Application Developer
Role details
Job location
Tech stack
Job description
NExScI at Caltech/IPAC has an opening for an AI Application Developer to lead the development, production deployment, and scaling of TAPchat - an AI-powered conversational interface that helps astronomers query and explore data from NASA's astronomical archives. Beyond TAPchat, this role will identify and develop new applications for AI and large language models across IPAC's data archives and scientific workflows. Come be a part of the team that is helping astronomers and data scientists all over the world access and explore astronomy data!
TAPchat uses large language models to translate natural-language questions into database queries, data analysis, and visualizations. The application is a working prototype built with Python/FastAPI and JavaScript that supports multiple LLM providers (Anthropic Claude, OpenAI, Google Gemini, and local models via Ollama), authenticates users via OAuth2, and runs in Docker with PostgreSQL. You will take ownership of this codebase, harden it for production use, and scale it to serve a growing community of researchers.
This role will work within a vibrant team of scientists and developers at the NASA Exoplanet Science Institute (NExScI). As a part of IPAC, NExScI (nexsci.caltech.edu) provides archive services, community support, science operations, and analysis tools related to the discovery and characterization of planets beyond our solar system (exoplanets) using data from observatories in space and on the ground. IPAC also hosts several other NASA and Caltech data archives, and this position will have the opportunity to bring AI-driven tools and approaches to those projects as well.
Essential Job Duties As an Applications Developer, your primary focus will be leading TAPchat to production, while also exploring AI/LLM applications across IPAC. Key responsibilities:
- Take ownership of an existing Python/FastAPI + JavaScript codebase and bring it from prototype to production-quality service.
- Design and improve the AI agent loop - prompt engineering, tool design, retrieval-augmented generation (RAG) over archive documentation, multi-model support, and evaluation of LLM responses for scientific accuracy.
- Design and implement secure code execution sandboxing to safely run user-initiated data analysis (e.g., subprocess isolation, containers, or task queues).

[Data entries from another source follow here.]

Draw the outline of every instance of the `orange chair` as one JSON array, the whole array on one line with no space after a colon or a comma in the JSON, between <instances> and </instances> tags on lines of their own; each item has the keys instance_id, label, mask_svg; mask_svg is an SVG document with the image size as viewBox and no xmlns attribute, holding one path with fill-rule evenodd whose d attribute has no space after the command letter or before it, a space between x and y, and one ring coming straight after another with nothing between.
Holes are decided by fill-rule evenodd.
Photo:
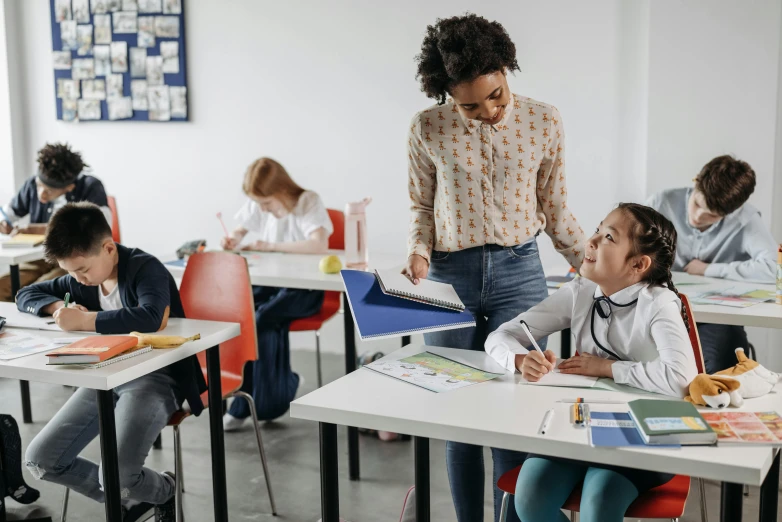
<instances>
[{"instance_id":1,"label":"orange chair","mask_svg":"<svg viewBox=\"0 0 782 522\"><path fill-rule=\"evenodd\" d=\"M117 200L114 196L108 196L109 210L111 210L111 238L115 243L122 243L119 233L119 214L117 214Z\"/></svg>"},{"instance_id":2,"label":"orange chair","mask_svg":"<svg viewBox=\"0 0 782 522\"><path fill-rule=\"evenodd\" d=\"M329 249L345 249L345 215L339 210L328 209L334 232L329 237ZM340 292L327 291L323 298L323 304L318 313L309 317L303 317L291 322L291 332L315 332L315 357L317 358L318 387L323 386L323 375L320 365L320 329L323 323L334 317L339 312Z\"/></svg>"},{"instance_id":3,"label":"orange chair","mask_svg":"<svg viewBox=\"0 0 782 522\"><path fill-rule=\"evenodd\" d=\"M681 295L682 304L687 311L687 319L690 324L689 336L690 343L692 345L692 351L695 355L695 366L698 372L702 372L704 368L703 352L701 350L701 342L698 337L698 328L695 324L695 318L692 315L692 308L690 307L690 301L686 295ZM503 492L502 496L502 508L500 510L500 522L505 522L508 515L508 504L510 503L510 497L516 492L516 481L521 472L521 466L517 466L512 470L505 473L497 481L497 487ZM706 513L706 498L705 488L702 479L696 479L698 481L698 487L701 497L701 520L706 522L708 520ZM679 519L684 513L684 506L687 503L687 497L690 494L690 477L685 475L676 475L670 482L650 489L646 493L643 493L635 501L630 504L625 513L626 518L669 518L673 521ZM570 511L570 520L575 521L575 514L581 506L581 488L577 487L570 494L570 497L565 501L565 505L562 509Z\"/></svg>"}]
</instances>

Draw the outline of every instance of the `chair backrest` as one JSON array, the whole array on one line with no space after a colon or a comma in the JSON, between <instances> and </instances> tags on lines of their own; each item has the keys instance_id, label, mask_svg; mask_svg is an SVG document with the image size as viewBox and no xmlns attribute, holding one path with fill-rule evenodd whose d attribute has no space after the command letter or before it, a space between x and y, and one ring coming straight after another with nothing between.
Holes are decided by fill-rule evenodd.
<instances>
[{"instance_id":1,"label":"chair backrest","mask_svg":"<svg viewBox=\"0 0 782 522\"><path fill-rule=\"evenodd\" d=\"M188 319L239 323L239 337L220 345L220 369L224 376L242 378L245 363L258 358L253 300L247 260L229 252L204 252L187 260L179 290ZM206 358L199 354L201 367ZM232 390L223 389L223 393Z\"/></svg>"},{"instance_id":2,"label":"chair backrest","mask_svg":"<svg viewBox=\"0 0 782 522\"><path fill-rule=\"evenodd\" d=\"M690 300L684 294L679 294L682 299L682 305L684 306L685 313L687 314L687 322L690 325L690 344L692 345L692 352L695 355L695 366L698 368L698 373L706 372L706 364L703 362L703 350L701 349L701 338L698 335L698 325L695 324L695 316L692 314L692 306L690 306Z\"/></svg>"},{"instance_id":3,"label":"chair backrest","mask_svg":"<svg viewBox=\"0 0 782 522\"><path fill-rule=\"evenodd\" d=\"M111 237L117 243L122 243L121 235L119 233L119 214L117 214L117 200L114 196L108 196L109 210L111 210Z\"/></svg>"},{"instance_id":4,"label":"chair backrest","mask_svg":"<svg viewBox=\"0 0 782 522\"><path fill-rule=\"evenodd\" d=\"M334 232L329 236L330 250L345 250L345 214L341 210L328 209Z\"/></svg>"}]
</instances>

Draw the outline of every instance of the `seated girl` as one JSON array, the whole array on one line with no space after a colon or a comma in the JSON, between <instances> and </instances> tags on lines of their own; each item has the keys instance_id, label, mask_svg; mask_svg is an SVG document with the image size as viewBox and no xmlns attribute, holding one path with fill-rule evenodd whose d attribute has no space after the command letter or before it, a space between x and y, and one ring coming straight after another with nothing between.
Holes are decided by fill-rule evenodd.
<instances>
[{"instance_id":1,"label":"seated girl","mask_svg":"<svg viewBox=\"0 0 782 522\"><path fill-rule=\"evenodd\" d=\"M562 373L607 377L649 392L684 397L698 373L686 314L671 281L676 230L657 211L622 203L587 241L583 277L505 323L486 351L508 370L537 381L556 356L527 351L521 324L541 339L571 328L578 355ZM529 455L521 468L516 512L522 522L567 521L561 507L583 482L582 522L621 522L641 493L673 475Z\"/></svg>"},{"instance_id":2,"label":"seated girl","mask_svg":"<svg viewBox=\"0 0 782 522\"><path fill-rule=\"evenodd\" d=\"M261 158L244 176L248 199L236 215L240 222L226 250L258 250L322 254L334 231L326 207L315 193L298 186L276 161ZM258 239L242 245L249 232ZM291 370L288 327L290 322L320 310L324 293L316 290L253 287L258 331L258 360L245 368L242 390L255 400L258 418L275 419L286 411L296 395L300 377ZM247 401L234 399L223 417L225 431L239 429L250 415Z\"/></svg>"}]
</instances>

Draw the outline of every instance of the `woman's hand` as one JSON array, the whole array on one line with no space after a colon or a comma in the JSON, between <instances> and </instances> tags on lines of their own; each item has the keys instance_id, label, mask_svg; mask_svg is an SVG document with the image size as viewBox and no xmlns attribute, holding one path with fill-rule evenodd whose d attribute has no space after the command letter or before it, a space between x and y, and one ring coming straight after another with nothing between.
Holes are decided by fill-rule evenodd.
<instances>
[{"instance_id":1,"label":"woman's hand","mask_svg":"<svg viewBox=\"0 0 782 522\"><path fill-rule=\"evenodd\" d=\"M407 276L414 285L418 284L419 279L426 279L428 273L429 261L418 254L411 254L407 258L407 266L402 270L402 274Z\"/></svg>"},{"instance_id":2,"label":"woman's hand","mask_svg":"<svg viewBox=\"0 0 782 522\"><path fill-rule=\"evenodd\" d=\"M551 350L540 353L537 350L530 350L521 361L521 366L517 369L526 381L538 382L541 377L554 370L557 364L557 356Z\"/></svg>"},{"instance_id":3,"label":"woman's hand","mask_svg":"<svg viewBox=\"0 0 782 522\"><path fill-rule=\"evenodd\" d=\"M95 312L86 312L76 308L60 308L54 312L54 322L66 332L95 331Z\"/></svg>"},{"instance_id":4,"label":"woman's hand","mask_svg":"<svg viewBox=\"0 0 782 522\"><path fill-rule=\"evenodd\" d=\"M274 252L274 243L268 241L253 241L249 245L242 247L242 250L250 250L253 252Z\"/></svg>"},{"instance_id":5,"label":"woman's hand","mask_svg":"<svg viewBox=\"0 0 782 522\"><path fill-rule=\"evenodd\" d=\"M11 223L9 223L8 221L0 222L0 233L10 234L13 231L14 231L14 226Z\"/></svg>"},{"instance_id":6,"label":"woman's hand","mask_svg":"<svg viewBox=\"0 0 782 522\"><path fill-rule=\"evenodd\" d=\"M236 250L240 241L241 239L236 239L235 237L223 237L220 240L220 247L223 250Z\"/></svg>"},{"instance_id":7,"label":"woman's hand","mask_svg":"<svg viewBox=\"0 0 782 522\"><path fill-rule=\"evenodd\" d=\"M614 372L611 367L614 362L610 359L603 359L602 357L585 353L562 361L559 364L559 371L575 375L586 375L588 377L608 377L613 379Z\"/></svg>"},{"instance_id":8,"label":"woman's hand","mask_svg":"<svg viewBox=\"0 0 782 522\"><path fill-rule=\"evenodd\" d=\"M41 311L44 313L44 315L54 315L54 312L60 308L65 308L65 301L56 301L50 305L46 305L41 309ZM73 308L74 310L80 310L82 312L89 312L86 306L82 306L76 303L68 304L68 308Z\"/></svg>"}]
</instances>

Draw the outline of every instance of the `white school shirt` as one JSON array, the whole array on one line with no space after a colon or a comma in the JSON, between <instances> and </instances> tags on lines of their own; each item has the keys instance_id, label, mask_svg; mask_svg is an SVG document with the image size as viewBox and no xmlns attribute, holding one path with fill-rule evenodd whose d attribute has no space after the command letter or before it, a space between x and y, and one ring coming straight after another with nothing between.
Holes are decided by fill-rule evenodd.
<instances>
[{"instance_id":1,"label":"white school shirt","mask_svg":"<svg viewBox=\"0 0 782 522\"><path fill-rule=\"evenodd\" d=\"M323 201L310 191L303 192L293 210L282 218L262 211L258 203L247 198L234 219L243 229L257 234L260 241L268 243L304 241L319 228L325 228L329 236L334 232Z\"/></svg>"},{"instance_id":2,"label":"white school shirt","mask_svg":"<svg viewBox=\"0 0 782 522\"><path fill-rule=\"evenodd\" d=\"M603 296L600 287L579 277L557 290L540 304L500 326L486 339L486 351L510 371L515 371L515 355L527 353L531 345L519 321L527 323L535 340L570 328L580 354L614 359L592 338L592 308ZM616 304L603 319L594 316L594 335L605 348L619 356L612 370L614 381L642 390L684 397L698 374L695 355L681 316L681 302L671 290L637 283L610 296Z\"/></svg>"},{"instance_id":3,"label":"white school shirt","mask_svg":"<svg viewBox=\"0 0 782 522\"><path fill-rule=\"evenodd\" d=\"M100 309L104 312L120 310L122 308L122 299L119 296L119 283L108 295L103 295L103 289L99 286L98 302L100 302Z\"/></svg>"}]
</instances>

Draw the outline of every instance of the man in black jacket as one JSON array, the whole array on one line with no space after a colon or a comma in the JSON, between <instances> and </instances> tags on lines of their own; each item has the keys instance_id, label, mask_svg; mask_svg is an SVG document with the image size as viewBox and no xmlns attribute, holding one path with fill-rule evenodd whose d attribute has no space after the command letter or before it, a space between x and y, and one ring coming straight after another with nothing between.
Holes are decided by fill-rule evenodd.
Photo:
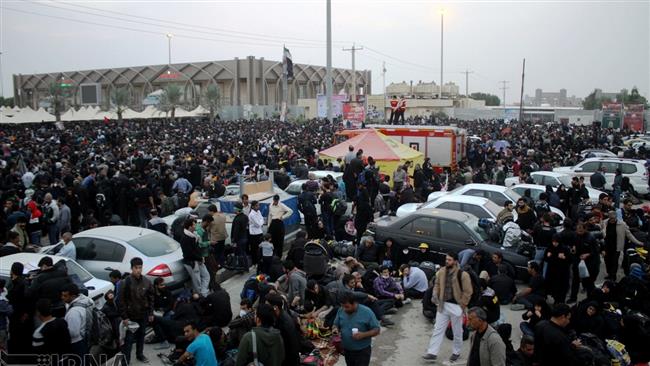
<instances>
[{"instance_id":1,"label":"man in black jacket","mask_svg":"<svg viewBox=\"0 0 650 366\"><path fill-rule=\"evenodd\" d=\"M183 237L181 238L181 249L183 251L183 267L192 279L192 290L202 296L208 295L210 284L210 273L205 266L201 249L199 248L200 238L194 233L196 221L189 218L183 224Z\"/></svg>"},{"instance_id":2,"label":"man in black jacket","mask_svg":"<svg viewBox=\"0 0 650 366\"><path fill-rule=\"evenodd\" d=\"M316 237L318 230L318 215L316 212L316 195L310 191L307 184L302 185L302 193L298 196L298 210L305 217L305 228L309 239Z\"/></svg>"},{"instance_id":3,"label":"man in black jacket","mask_svg":"<svg viewBox=\"0 0 650 366\"><path fill-rule=\"evenodd\" d=\"M266 303L273 307L275 328L282 334L284 341L283 366L298 366L300 363L300 332L295 320L284 310L284 300L274 294L266 297Z\"/></svg>"},{"instance_id":4,"label":"man in black jacket","mask_svg":"<svg viewBox=\"0 0 650 366\"><path fill-rule=\"evenodd\" d=\"M52 257L43 257L38 262L38 267L40 270L25 294L32 301L43 298L50 299L54 316L63 317L65 305L61 301L61 288L72 283L68 277L65 261L59 261L54 265Z\"/></svg>"},{"instance_id":5,"label":"man in black jacket","mask_svg":"<svg viewBox=\"0 0 650 366\"><path fill-rule=\"evenodd\" d=\"M119 292L118 309L122 323L127 327L138 325L135 331L127 331L122 345L126 364L131 362L131 348L135 342L135 355L138 361L148 363L144 355L144 334L147 322L153 321L154 290L142 275L142 259L131 259L131 274L122 281ZM135 323L135 324L134 324Z\"/></svg>"},{"instance_id":6,"label":"man in black jacket","mask_svg":"<svg viewBox=\"0 0 650 366\"><path fill-rule=\"evenodd\" d=\"M248 272L248 216L243 212L244 206L241 203L235 203L235 218L232 220L230 230L230 241L235 246L237 255L237 265L241 271Z\"/></svg>"},{"instance_id":7,"label":"man in black jacket","mask_svg":"<svg viewBox=\"0 0 650 366\"><path fill-rule=\"evenodd\" d=\"M580 340L572 340L566 327L571 320L571 308L556 304L551 319L542 320L535 326L535 355L541 366L578 365L575 349Z\"/></svg>"},{"instance_id":8,"label":"man in black jacket","mask_svg":"<svg viewBox=\"0 0 650 366\"><path fill-rule=\"evenodd\" d=\"M31 316L33 309L31 304L33 302L30 303L30 299L25 296L24 268L20 262L14 262L11 265L11 285L7 293L7 300L14 309L11 316L9 316L9 334L11 337L7 342L7 349L11 354L25 354L31 351L30 345L32 331L34 330L33 316Z\"/></svg>"}]
</instances>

- Improve test coverage, CI/CD pipelines, and deployment automation.
- Optimize database performance (indexing, connection pooling, query optimization) and implement monitoring, logging, and alerting.
- Scale the application to support a growing user base, including evaluating cloud deployment options and horizontal scaling strategies.
- Implement rate limiting, security hardening, and operational tooling for a public-facing service.
- Collaborate with scientists across IPAC to add new archive integrations, improve the AI agent's tool suite, and enhance data visualization capabilities (e.g., migrating from static plots to interactive visualizations with Bokeh or Plotly).
- Write and maintain deployment documentation, runbooks, and architecture decision records.
- Identify opportunities to apply AI and LLM technologies to other IPAC data archives and scientific workflows - prototyping new tools, evaluating feasibility, and championing adoption.
- Stay current with the rapidly evolving AI/LLM landscape and advise the team on which new capabilities (e.g., multimodal models, retrieval-augmented generation, fine-tuning) are worth adopting.
Requirements
- Bachelor's or equivalent degree in Computer Science, Data Science, Astronomy/Astrophysics, or related field.
- A minimum of 3 years of relevant professional experience.
- Proficiency in Python, including modern web frameworks (FastAPI, Flask, or similar).
- Experience integrating with LLM APIs (Anthropic Claude, OpenAI, Google Gemini, or similar) and an understanding of prompt engineering, retrieval-augmented generation (RAG), and agentic AI patterns.
- Experience developing and deploying web applications, with willingness to work across the stack (backend, database, frontend, infrastructure).
- Strong communication and interpersonal skills.
Preferred Qualifications These additional qualifications may give you a strong start, though we still encourage you to apply even if you don't have all of them:
- Experience with relational databases (PostgreSQL or similar), including schema design and SQL.
- Experience with Docker, containerized deployments, and CI/CD pipelines.
- Familiarity with REST API design and real-time data streaming (SSE or WebSockets).
- Comfort working with JavaScript for frontend development.
- Master's or PhD in Computer Science, Data Science, Astronomy/Astrophysics, or related field.
- Experience building agentic AI applications with tool use, structured outputs, and evaluation frameworks.
- Familiarity with the Python scientific computing ecosystem (pandas, NumPy, SciPy, Astropy, Matplotlib).
- Experience with process sandboxing, security isolation, or task queue systems (Celery, ARQ, Dramatiq).
- Experience with cloud platforms (AWS, GCP) and infrastructure-as-code tools.
- Knowledge of OAuth2/OIDC authentication flows and web application security.
- Experience with Kubernetes or similar container orchestration at scale.
- Background in astronomy, astrophysics, or scientific data systems.
- Experience with interactive data visualization libraries (Bokeh, Plotly, D3.js).